For the last two, however, this is more difficult to ensure. While we can ask subjects in a research study to use an app for a certain amount of time per day, we can’t guarantee that every subject will follow the instructions perfectly.
In particular, in some randomized experiments, we can’t guarantee that units will be compliant with the treatment assignment. We can’t solve this by simply removing the units that were non-compliant, since this could introduce bias and/or confounding.
External validity#
External validity refers to whether or not a finding from a randomized experiment will apply to a broader population of interest. This often arises due to sampling bias, contrived situations in an experiment that don’t reflect real-world conditions, or other similar effects.
Consider the following example:
Suppose we want to determine whether watching a 15-minute video about common pitfalls and misunderstandings of probability helps people make better decisions about whether news stories they read are valid. We recruit a sample of Data 102 students, randomly assign half to watch the video, and assign the other half not to watch the video. We then evaluate how well they can critically evaluate several news stories. We find that the videos have no effect: everyone in our sample does an excellent job of evaluation, regardless of whether or not they watched the video.

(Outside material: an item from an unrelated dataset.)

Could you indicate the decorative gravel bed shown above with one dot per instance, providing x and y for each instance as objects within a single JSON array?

In this case, our randomized experiment shows no causal effect, but our sample is not representative of the population at large: we can expect that most Data 102 students, who are probability experts, already know the common pitfalls in the 15-minute video. Among a larger population, however, the same might not be true!
Ethical considerations#
Randomized experiments might not always be ethical. Suppose we want to determine whether or not the death penalty acts as a deterrent: in other words, does instituting the death penalty cause a reduction in crime?
Random assignment of the death penalty is profoundly unethical, and no randomized experiment can determine this.